Kinetic Ellmans's method: 100 μL of 0.2 nM hButChE in phosphate buffer/1% BSA were mixed with 100 μL of phosphate buffer/6 mM DTNB and 20 μL of ultrapure water. After that 200 μL of 2.1 mM acetylthiocholine in water were added and incubated at 25 °C. Absorbance at 410 nm was read every 2 min since 3 min of starting the reaction until 17 min. The absorbance versus reaction time was lineal. The increase of absorbance between 5 and 15 min reaction time was 1.063 ± 0.047. A calibrate curve was performed in the same conditions. The lineal regression parameters were y0 = 0.004, m = 11.693 and R2 = 0.9896 from which the estimated specific activity was to 0.37 ± 0.02 mmol thiocholine/nmol hButChE/min.

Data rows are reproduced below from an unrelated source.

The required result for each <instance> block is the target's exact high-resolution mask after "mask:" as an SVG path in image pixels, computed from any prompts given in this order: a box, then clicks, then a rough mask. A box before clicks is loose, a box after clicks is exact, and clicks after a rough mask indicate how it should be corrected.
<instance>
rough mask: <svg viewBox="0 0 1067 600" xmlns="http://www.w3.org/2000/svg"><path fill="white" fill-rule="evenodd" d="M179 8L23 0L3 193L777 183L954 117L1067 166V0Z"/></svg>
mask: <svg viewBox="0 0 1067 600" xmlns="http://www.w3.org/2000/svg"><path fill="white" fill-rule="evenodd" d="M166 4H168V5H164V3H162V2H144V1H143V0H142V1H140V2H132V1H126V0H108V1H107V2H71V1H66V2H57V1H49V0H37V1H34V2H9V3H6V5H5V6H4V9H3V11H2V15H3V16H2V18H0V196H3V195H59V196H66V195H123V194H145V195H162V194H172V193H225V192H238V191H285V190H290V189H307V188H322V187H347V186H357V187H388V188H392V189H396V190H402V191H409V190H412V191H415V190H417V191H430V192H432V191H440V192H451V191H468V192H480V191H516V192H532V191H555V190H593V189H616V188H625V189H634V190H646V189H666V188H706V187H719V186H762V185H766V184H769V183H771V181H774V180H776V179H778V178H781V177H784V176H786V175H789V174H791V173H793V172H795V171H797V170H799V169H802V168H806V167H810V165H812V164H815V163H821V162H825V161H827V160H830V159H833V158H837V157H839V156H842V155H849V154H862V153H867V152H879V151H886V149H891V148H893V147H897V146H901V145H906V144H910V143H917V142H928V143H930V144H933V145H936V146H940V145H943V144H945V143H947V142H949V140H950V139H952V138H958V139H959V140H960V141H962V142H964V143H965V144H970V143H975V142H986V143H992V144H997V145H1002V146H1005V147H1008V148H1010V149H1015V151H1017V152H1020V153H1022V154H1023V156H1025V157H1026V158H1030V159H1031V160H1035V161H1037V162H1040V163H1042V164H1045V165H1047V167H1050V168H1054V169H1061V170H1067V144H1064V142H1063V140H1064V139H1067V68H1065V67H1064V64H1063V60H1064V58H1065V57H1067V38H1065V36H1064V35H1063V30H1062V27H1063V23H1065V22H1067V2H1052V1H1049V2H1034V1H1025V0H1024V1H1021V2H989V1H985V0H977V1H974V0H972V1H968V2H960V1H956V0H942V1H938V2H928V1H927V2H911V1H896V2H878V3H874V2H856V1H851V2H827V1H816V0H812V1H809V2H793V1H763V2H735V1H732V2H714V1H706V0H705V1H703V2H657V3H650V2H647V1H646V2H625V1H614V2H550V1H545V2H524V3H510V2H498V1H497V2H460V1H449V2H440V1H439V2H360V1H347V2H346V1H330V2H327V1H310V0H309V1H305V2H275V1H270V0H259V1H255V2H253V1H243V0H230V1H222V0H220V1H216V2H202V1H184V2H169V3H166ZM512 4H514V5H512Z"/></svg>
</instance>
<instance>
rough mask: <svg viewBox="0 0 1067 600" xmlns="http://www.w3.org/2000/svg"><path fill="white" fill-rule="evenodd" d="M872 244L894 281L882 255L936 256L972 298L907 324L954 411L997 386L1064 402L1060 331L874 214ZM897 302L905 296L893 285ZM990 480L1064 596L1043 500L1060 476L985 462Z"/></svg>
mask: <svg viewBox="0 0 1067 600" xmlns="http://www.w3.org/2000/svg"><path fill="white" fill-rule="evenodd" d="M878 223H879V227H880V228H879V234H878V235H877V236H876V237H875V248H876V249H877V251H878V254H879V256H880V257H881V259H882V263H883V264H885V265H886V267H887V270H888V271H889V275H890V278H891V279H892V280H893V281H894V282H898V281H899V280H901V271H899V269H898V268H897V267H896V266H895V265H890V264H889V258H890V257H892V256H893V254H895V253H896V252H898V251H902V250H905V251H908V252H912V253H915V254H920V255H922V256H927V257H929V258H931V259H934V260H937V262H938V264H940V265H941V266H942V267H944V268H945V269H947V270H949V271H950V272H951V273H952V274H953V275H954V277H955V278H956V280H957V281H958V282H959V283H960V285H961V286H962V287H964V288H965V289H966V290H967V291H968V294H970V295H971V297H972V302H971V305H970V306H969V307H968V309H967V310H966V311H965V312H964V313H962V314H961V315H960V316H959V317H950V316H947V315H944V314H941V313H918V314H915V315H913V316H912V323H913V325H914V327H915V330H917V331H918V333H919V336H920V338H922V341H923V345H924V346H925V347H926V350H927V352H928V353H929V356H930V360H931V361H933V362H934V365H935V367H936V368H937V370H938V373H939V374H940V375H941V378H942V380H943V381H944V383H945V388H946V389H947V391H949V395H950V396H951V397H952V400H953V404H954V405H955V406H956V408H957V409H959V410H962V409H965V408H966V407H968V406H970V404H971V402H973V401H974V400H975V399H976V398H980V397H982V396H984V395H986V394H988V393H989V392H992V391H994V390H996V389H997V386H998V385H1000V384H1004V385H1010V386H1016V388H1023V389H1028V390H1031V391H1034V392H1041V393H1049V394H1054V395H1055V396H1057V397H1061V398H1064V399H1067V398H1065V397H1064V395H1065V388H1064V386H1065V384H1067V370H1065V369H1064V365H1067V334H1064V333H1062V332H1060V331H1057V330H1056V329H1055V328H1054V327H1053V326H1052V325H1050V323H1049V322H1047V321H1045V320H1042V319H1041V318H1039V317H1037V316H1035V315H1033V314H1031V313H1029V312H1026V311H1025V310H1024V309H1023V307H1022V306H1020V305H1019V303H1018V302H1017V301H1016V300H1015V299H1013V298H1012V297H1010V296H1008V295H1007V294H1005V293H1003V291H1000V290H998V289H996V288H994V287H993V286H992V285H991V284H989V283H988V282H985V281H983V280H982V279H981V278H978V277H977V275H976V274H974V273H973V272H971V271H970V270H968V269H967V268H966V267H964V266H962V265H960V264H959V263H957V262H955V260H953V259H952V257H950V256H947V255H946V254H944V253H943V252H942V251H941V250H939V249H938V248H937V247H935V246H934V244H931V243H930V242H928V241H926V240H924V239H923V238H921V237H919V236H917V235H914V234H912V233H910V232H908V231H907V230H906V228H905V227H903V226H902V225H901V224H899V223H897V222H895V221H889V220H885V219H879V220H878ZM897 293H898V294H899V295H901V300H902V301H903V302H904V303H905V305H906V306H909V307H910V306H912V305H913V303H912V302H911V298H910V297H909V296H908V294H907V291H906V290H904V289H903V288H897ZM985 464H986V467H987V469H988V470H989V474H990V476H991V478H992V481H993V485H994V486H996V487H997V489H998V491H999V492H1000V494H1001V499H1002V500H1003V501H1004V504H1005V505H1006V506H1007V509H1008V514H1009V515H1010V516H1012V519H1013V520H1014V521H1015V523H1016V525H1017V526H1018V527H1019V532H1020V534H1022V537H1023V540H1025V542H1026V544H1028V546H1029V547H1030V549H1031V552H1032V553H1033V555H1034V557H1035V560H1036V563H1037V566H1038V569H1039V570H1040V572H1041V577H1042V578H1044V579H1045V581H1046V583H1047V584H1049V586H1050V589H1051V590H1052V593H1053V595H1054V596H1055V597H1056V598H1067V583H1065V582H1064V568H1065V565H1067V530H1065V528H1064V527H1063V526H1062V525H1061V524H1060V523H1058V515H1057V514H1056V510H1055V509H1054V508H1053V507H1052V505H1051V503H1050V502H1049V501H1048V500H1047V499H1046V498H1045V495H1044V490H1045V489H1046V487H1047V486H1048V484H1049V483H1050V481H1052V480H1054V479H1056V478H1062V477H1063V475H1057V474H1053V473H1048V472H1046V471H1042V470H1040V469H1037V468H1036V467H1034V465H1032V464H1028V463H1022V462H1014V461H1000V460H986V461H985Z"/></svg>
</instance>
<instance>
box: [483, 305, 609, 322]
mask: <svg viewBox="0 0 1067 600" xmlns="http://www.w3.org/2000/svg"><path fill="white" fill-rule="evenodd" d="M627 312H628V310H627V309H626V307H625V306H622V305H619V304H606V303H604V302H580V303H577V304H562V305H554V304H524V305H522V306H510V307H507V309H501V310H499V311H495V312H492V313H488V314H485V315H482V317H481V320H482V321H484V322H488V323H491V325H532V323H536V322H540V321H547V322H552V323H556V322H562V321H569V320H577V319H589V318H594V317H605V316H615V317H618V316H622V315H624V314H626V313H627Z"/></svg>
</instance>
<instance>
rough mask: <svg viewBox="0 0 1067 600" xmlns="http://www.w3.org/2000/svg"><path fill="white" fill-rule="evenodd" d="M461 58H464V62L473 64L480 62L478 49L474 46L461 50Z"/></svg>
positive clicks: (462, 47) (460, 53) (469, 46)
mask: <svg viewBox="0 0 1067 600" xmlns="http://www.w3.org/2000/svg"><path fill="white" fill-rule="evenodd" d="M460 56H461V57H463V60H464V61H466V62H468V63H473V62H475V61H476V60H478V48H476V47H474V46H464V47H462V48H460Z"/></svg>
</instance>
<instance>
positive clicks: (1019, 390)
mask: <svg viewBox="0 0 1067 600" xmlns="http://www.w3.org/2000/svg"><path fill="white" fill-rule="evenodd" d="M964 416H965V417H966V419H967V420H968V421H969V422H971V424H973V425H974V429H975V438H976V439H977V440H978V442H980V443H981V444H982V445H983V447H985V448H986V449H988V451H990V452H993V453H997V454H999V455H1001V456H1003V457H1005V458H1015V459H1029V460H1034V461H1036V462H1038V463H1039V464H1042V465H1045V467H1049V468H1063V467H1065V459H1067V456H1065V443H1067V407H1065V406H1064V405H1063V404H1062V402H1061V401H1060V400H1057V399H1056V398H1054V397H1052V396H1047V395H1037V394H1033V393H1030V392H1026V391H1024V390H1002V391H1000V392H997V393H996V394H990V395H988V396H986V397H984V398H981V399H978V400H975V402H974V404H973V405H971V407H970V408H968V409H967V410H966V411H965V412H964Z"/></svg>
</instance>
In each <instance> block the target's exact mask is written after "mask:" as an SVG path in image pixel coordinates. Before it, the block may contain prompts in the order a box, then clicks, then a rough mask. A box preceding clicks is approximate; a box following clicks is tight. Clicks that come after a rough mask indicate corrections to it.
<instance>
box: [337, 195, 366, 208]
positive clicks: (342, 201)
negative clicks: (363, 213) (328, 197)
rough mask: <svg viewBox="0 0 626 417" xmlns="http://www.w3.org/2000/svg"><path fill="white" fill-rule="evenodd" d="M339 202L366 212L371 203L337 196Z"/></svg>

Proposed fixed time endpoint method: 100 μL of 0.2 nM hButChE in phosphate buffer/1% BSA were mixed with 100 μL of phosphate buffer and 20 μL of ultrapure water for samples, or 100 μL phosphate buffer/1% BSA were mixed with 100 μL of phosphate buffer without EDTA and 20 μL of ultrapure water for blanks. After that 200 μL of 2.1 mM acetylthiocholine in water were added. The reaction was at 25 °C. After 10 min, the reaction was stopped adding 200 μL 2% SDS/6 mM DTNB and then, 100 μL phosphate buffer/1% BSA and 100 μL of phosphate buffer without EDTA were added to samples, and 100 μL of 0.2 nM hButChE in phosphate buffer/BSA and 100 μL of phosphate buffer without EDTA were added to blanks. The absorbance was read at 410 nm. The corrected absorbance (difference with blank) was 0.862 ± 0.010. The activity was estimated to be 0.66 ± 0.03 mmol thiocholine/nmol hButChE/min.

The activity obtained by the proposed fixed time endpoint method is higher than the activity obtained through the usual kinetic Ellman's method. This difference of activities can be explained because DTNB interacts with the protein [5] in the usual kinetic Ellman's method because DTNB is in the medium during the enzymatic reaction.